Evaluation of Idaho "Informal Custody Trial" Program Released

Idaho has released a report evaluating its Informal Custody Trial (ICT) program. The ICT allows litigants in child custody cases to suspend the rules of evidence and the normal question-and-answer format of trial, waive the rules of discovery, and directly present their case, issues, and concerns to the court. The program formalizes what a number of judges across the country do on an informal basis when one or both litigants are not represented by a lawyer.

The report had many encouraging statistics:

  • 73% of survey respondents reported understanding the program before agreeing to it;
  • 56% of respondents believed the program was fair;
  • 57% of respondents believed the program focused on the best interests of the children; and
  • 57% of survey respondents were glad they used the informal trial program.

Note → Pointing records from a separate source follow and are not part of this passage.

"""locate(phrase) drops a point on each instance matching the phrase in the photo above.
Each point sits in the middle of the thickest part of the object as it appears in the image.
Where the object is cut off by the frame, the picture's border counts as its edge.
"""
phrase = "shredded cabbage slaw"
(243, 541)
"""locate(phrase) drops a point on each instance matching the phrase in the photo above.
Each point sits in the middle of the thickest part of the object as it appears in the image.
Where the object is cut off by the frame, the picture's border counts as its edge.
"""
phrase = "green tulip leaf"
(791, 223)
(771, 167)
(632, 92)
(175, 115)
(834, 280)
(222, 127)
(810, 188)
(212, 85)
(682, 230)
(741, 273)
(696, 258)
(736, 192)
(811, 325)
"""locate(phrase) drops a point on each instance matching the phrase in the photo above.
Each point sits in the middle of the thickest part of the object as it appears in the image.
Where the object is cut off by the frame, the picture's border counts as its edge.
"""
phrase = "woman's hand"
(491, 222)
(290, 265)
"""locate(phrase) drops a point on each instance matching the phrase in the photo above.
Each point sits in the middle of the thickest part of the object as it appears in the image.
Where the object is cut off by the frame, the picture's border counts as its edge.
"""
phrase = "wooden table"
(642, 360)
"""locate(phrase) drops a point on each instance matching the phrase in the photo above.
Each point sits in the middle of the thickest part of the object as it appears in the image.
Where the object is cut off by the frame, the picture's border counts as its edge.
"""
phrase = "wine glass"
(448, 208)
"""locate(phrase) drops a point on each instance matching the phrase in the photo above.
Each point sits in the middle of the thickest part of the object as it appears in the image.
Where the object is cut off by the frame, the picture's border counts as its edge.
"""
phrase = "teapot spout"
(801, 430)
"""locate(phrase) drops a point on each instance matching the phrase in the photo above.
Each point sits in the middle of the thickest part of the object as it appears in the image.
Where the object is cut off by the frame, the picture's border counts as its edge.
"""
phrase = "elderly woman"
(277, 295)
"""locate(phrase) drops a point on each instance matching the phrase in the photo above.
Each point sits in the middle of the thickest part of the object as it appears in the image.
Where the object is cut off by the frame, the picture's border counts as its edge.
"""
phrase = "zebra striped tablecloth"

Richard Zorza, on his Access to Justice Blog, provides a detailed discussion of the program results and proposes that more evaluation is needed to determine whether the program is successfully helping families. Zorza points to some trouble areas. For example, of survey respondents who did not perceive a favorable outcome from an ICT, 23% nevertheless thought the judge listened to them and 42% reported the judge treated them with respect. No respondents in that group, however, believed the ICT was fair. Zorza also points out that the ICT evaluation collected data on only two of the four procedural justice components.

The Idaho Informal Custody Trial program represents an increasing number of in-court solutions that states around the country are implementing to help families get the critical services they need as easily as possible—especially families who are not represented by attorneys. As more courts experiment with these innovative solutions, more information will become available about what works well and what does not.